[Python3 machine learning] sklearn in CountVectorizer and TfidfTransformer

Original link: https://blog.csdn.net/qq_36134437/article/details/103057909

words CountVectorizer will be converted to text term frequency matrix, the number of times each word appears which is calculated by fit_transform function.

CountVectorizer(input='content', encoding='utf-8',  decode_error='strict', strip_accents=None, lowercase=True, preprocessor=None, tokenizer=None, stop_words=None, 
token_pattern='(?u)\b\w\w+\b', ngram_range=(1, 1), analyzer='word', max_df=1.0, min_df=1, max_features=None, vocabulary=None, binary=False, dtype=<class 'numpy.int64'>)

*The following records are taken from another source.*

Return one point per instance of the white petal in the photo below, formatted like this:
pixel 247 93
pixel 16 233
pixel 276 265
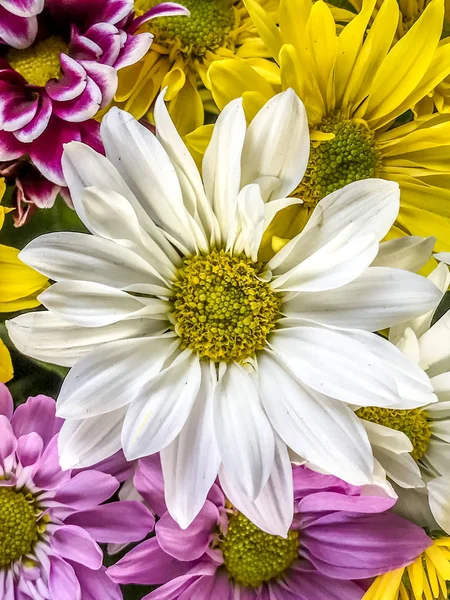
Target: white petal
pixel 435 346
pixel 155 419
pixel 277 145
pixel 243 432
pixel 252 219
pixel 191 462
pixel 112 376
pixel 85 442
pixel 409 252
pixel 440 278
pixel 90 304
pixel 190 180
pixel 378 298
pixel 46 337
pixel 146 168
pixel 67 256
pixel 273 509
pixel 340 261
pixel 370 205
pixel 222 168
pixel 354 366
pixel 439 498
pixel 324 431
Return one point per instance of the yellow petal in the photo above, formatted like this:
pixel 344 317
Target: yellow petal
pixel 229 79
pixel 267 28
pixel 6 368
pixel 407 63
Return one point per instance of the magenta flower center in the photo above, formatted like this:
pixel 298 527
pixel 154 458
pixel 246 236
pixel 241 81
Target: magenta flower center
pixel 18 527
pixel 40 62
pixel 252 557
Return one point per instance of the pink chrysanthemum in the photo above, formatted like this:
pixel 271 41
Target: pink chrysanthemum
pixel 337 540
pixel 57 70
pixel 52 520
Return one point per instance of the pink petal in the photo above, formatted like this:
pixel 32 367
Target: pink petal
pixel 190 543
pixel 71 84
pixel 86 490
pixel 63 583
pixel 75 544
pixel 18 32
pixel 6 402
pixel 118 522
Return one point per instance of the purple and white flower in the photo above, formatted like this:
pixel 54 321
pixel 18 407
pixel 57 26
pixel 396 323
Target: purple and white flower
pixel 52 520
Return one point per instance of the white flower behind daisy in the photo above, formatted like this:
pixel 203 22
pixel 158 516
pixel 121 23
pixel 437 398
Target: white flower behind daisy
pixel 181 342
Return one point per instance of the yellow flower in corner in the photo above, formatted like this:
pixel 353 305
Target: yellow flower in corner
pixel 181 52
pixel 355 84
pixel 19 288
pixel 424 579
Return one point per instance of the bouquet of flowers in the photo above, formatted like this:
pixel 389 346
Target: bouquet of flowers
pixel 225 333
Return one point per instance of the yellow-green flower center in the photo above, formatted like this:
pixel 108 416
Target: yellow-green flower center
pixel 222 310
pixel 18 527
pixel 252 557
pixel 349 156
pixel 206 29
pixel 40 62
pixel 413 423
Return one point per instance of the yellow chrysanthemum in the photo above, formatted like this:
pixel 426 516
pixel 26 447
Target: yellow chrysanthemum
pixel 424 579
pixel 182 50
pixel 355 84
pixel 19 288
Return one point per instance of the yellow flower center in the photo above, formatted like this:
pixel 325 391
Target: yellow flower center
pixel 18 527
pixel 413 423
pixel 349 156
pixel 252 557
pixel 40 62
pixel 206 29
pixel 222 309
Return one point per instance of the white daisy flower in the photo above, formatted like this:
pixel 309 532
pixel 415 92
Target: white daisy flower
pixel 413 446
pixel 182 342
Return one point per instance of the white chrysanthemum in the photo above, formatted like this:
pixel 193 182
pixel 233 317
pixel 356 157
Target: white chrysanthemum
pixel 426 462
pixel 180 341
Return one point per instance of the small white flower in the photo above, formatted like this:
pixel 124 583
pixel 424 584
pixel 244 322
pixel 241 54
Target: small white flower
pixel 181 342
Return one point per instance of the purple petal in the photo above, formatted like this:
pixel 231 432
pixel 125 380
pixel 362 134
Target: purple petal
pixel 190 543
pixel 148 480
pixel 38 123
pixel 75 493
pixel 118 522
pixel 63 583
pixel 8 441
pixel 18 32
pixel 105 78
pixel 147 564
pixel 356 547
pixel 6 402
pixel 165 9
pixel 29 448
pixel 96 585
pixel 50 475
pixel 37 414
pixel 85 106
pixel 71 84
pixel 75 544
pixel 24 8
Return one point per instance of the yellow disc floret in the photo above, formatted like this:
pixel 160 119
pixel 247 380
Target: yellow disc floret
pixel 18 527
pixel 349 156
pixel 413 423
pixel 40 62
pixel 252 557
pixel 222 309
pixel 206 29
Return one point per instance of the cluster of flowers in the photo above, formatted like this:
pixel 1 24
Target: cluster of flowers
pixel 251 321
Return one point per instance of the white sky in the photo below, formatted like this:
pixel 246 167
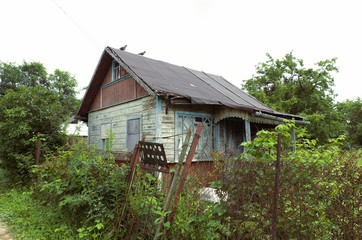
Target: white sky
pixel 226 38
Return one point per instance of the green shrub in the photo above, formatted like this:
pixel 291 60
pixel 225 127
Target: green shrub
pixel 31 219
pixel 319 190
pixel 85 184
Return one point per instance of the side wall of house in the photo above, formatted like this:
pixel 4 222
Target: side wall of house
pixel 168 127
pixel 117 117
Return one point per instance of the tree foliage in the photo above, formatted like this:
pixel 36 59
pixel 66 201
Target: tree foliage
pixel 352 117
pixel 33 105
pixel 31 74
pixel 286 85
pixel 28 114
pixel 319 189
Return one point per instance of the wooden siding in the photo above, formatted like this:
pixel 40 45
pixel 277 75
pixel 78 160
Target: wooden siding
pixel 118 92
pixel 111 93
pixel 118 115
pixel 168 124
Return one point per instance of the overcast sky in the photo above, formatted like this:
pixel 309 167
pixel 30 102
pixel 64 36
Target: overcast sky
pixel 226 38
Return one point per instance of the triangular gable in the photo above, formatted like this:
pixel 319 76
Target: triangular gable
pixel 104 92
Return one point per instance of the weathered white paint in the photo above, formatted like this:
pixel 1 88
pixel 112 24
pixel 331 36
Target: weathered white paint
pixel 118 115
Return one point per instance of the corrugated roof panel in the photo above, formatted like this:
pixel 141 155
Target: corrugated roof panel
pixel 199 87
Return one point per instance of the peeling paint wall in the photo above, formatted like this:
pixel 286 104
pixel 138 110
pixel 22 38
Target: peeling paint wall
pixel 117 116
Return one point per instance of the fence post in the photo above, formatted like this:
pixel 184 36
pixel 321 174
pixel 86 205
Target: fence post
pixel 37 154
pixel 173 184
pixel 190 156
pixel 276 190
pixel 292 133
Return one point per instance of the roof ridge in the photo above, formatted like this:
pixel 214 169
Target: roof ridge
pixel 208 83
pixel 241 91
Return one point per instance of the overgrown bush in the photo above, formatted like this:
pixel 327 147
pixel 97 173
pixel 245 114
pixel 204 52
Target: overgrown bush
pixel 196 218
pixel 26 115
pixel 319 195
pixel 86 185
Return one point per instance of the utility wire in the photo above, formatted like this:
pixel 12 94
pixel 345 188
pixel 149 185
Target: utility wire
pixel 96 44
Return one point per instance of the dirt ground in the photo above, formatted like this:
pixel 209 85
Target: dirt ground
pixel 4 232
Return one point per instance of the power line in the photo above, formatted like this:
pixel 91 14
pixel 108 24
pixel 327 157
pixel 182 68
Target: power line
pixel 96 44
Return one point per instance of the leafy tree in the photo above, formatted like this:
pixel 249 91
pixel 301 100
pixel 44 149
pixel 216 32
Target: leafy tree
pixel 34 73
pixel 26 115
pixel 286 85
pixel 352 115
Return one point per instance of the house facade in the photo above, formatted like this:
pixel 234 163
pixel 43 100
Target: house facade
pixel 131 95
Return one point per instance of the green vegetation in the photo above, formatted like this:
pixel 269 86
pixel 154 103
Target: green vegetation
pixel 33 105
pixel 78 192
pixel 286 85
pixel 319 195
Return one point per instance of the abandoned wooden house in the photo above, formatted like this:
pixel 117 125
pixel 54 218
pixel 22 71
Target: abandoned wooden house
pixel 130 95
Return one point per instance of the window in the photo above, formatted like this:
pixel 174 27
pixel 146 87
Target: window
pixel 207 141
pixel 105 134
pixel 116 70
pixel 133 133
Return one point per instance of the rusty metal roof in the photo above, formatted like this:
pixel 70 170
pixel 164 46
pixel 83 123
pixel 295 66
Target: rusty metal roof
pixel 162 78
pixel 197 86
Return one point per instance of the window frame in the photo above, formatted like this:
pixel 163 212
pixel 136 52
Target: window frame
pixel 181 135
pixel 116 68
pixel 126 132
pixel 103 135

Many parameters CountVectorizer class is divided into three process steps: preprocessing, tokenizing, n-grams generation.

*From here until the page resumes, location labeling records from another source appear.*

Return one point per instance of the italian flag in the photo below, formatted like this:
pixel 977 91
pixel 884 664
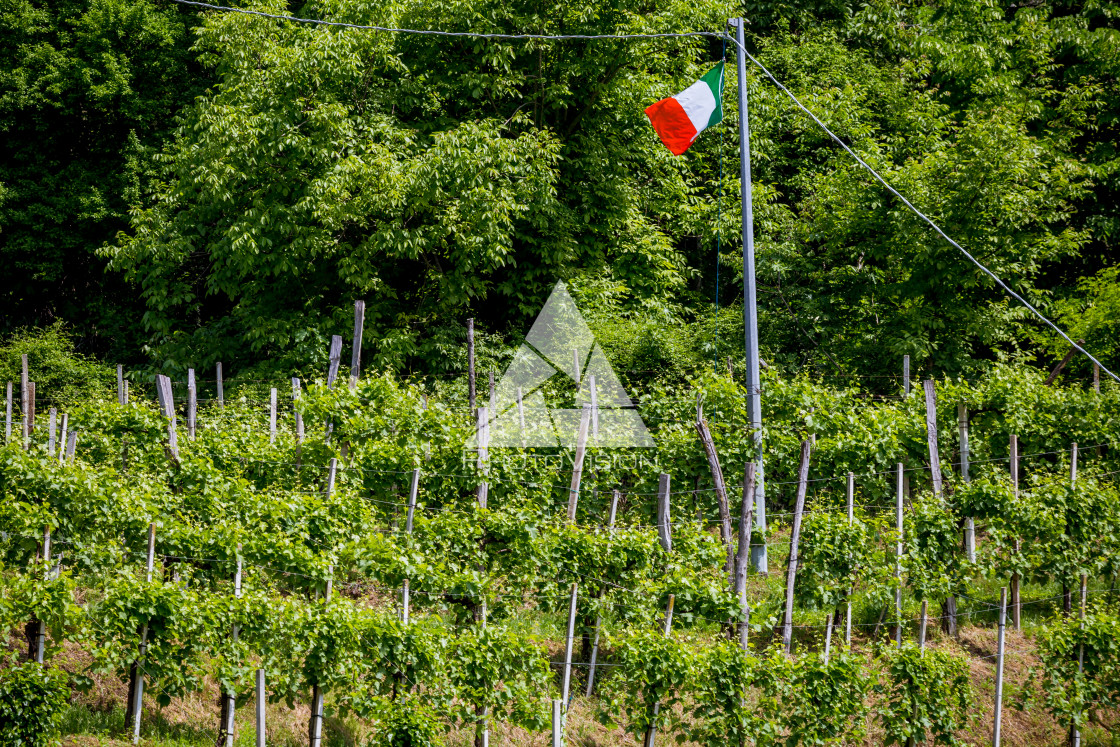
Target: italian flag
pixel 678 120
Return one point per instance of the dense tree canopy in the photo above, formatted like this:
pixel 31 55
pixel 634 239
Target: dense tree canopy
pixel 440 178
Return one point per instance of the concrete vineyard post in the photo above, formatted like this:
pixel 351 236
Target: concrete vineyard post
pixel 192 404
pixel 260 708
pixel 898 556
pixel 482 430
pixel 925 619
pixel 970 525
pixel 595 407
pixel 221 388
pixel 931 435
pixel 717 476
pixel 664 529
pixel 598 618
pixel 334 360
pixel 356 346
pixel 999 666
pixel 577 467
pixel 743 552
pixel 413 489
pixel 272 417
pixel 850 494
pixel 566 682
pixel 794 539
pixel 652 731
pixel 470 364
pixel 557 722
pixel 1016 606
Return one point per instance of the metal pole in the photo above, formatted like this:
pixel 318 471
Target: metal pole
pixel 749 305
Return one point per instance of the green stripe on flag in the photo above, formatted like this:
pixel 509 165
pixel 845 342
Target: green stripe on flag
pixel 715 81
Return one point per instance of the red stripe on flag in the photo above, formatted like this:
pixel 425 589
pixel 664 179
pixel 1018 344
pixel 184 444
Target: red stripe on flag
pixel 672 124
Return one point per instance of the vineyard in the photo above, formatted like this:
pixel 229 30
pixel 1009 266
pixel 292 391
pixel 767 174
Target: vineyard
pixel 335 563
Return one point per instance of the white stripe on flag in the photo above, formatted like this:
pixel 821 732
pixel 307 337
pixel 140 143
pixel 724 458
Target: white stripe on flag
pixel 698 102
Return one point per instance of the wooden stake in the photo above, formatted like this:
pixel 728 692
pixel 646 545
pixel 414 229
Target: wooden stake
pixel 566 683
pixel 221 388
pixel 192 404
pixel 970 526
pixel 743 552
pixel 851 520
pixel 1016 607
pixel 356 347
pixel 334 360
pixel 598 618
pixel 999 668
pixel 470 364
pixel 898 558
pixel 717 476
pixel 931 433
pixel 272 417
pixel 664 530
pixel 577 467
pixel 794 539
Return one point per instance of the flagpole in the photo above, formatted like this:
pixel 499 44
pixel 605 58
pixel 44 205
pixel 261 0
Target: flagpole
pixel 749 306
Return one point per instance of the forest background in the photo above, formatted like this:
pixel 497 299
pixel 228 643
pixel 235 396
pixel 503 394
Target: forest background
pixel 179 187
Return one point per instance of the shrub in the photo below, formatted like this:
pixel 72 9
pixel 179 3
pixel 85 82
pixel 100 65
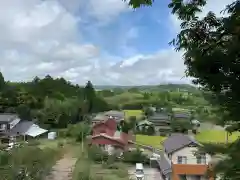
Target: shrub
pixel 31 162
pixel 97 154
pixel 134 157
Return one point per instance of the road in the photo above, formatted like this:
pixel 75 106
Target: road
pixel 149 173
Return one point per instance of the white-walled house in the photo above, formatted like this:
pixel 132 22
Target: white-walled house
pixel 180 159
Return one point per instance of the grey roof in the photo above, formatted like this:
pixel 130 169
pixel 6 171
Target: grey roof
pixel 164 164
pixel 22 127
pixel 159 117
pixel 177 141
pixel 181 115
pixel 144 122
pixel 7 117
pixel 119 114
pixel 100 117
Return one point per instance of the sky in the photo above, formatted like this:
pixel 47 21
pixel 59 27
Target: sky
pixel 103 41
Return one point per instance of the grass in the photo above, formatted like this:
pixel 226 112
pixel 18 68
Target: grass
pixel 216 136
pixel 86 168
pixel 210 136
pixel 154 141
pixel 53 144
pixel 137 113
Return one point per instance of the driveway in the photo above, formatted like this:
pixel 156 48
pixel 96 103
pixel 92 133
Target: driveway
pixel 149 173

Parameters to be set is typically: ngram_range, max_df, min_df, max_features the like, specific conditions

参数表            作用
input            一般使用默认即可,可以设置为"filename’或’file’
encodeing        使用默认的utf-8即可,分析器将会以utf-8解码raw document
decode_error    默认为strict,遇到不能解码的字符将报UnicodeDecodeError错误,设为ignore将会忽略解        码错误,还可以设为replace,作用尚不明确
strip_accents    默认为None,可设为ascii或unicode,将使用ascii或unicode编码在预处理步骤去除raw document中的重音符号
analyzer        一般使用默认,可设置为string类型,如’word’, ‘char’, ‘char_wb’,还可设置为callable类型,比如函数是一个callable类型
preprocessor    设为None或callable类型
tokenizer        设为None或callable类型
ngram_range        词组切分的长度范围,待详解
stop_words        设置停用词,设为english将使用内置的英语停用词,设为一个list可自定义停用词,设为None不使用停用词,设为None且max_df∈[0.7, 1.0)将自动根据当前的语料库建立停用词表
lowercase        将所有字符变成小写
token_pattern    过滤规则,表示token的正则表达式,需要设置analyzer == ‘word’,默认的正则表达式选择2个及以上的字母或数字作为token,标点符号默认当作token分隔符,而不会被当作token
max_df            可以设置为范围在[0.0 1.0]的float,也可以设置为没有范围限制的int,默认为1.0。这个参数的作用是作为一个阈值,当构造语料库的关键词集的时候,如果某个词的document frequence大于max_df,这个词不会被当作关键词。如果这个参数是float,则表示词出现的次数与语料库文档数的百分比,如果是int,则表示词出现的次数。如果参数中已经给定了vocabulary,则这个参数无效
min_df            类似于max_df,不同之处在于如果某个词的document frequence小于min_df,则这个词不会被当作关键词
max_features    默认为None,可设为int,对所有关键词的term frequency进行降序排序,只取前max_features个作为关键词集
vocabulary        默认为None,自动从输入文档中构建关键词集,也可以是一个字典或可迭代对象?
binary            默认为False,一个关键词在一篇文档中可能出现n次,如果binary=True,非零的n将全部置为1,这对需要布尔值输入的离散概率模型的有用的
dtype            使用CountVectorizer类的fit_transform()或transform()将得到一个文档词频矩阵,dtype可以设置这个矩阵的数值类型


Role property sheet

vocabulary_              词汇表;字典型
get_feature_names()      所有文本的词汇;列表型
stop_words_              返回停用词表


Method table action

fit_transform(X)      拟合模型,并返回文本矩阵
fit(raw_documents[, y])     Learn a vocabulary dictionary of all tokens in the raw documents.
fit_transform(raw_documents[, y])     Learn the vocabulary dictionary and return term-document matrix.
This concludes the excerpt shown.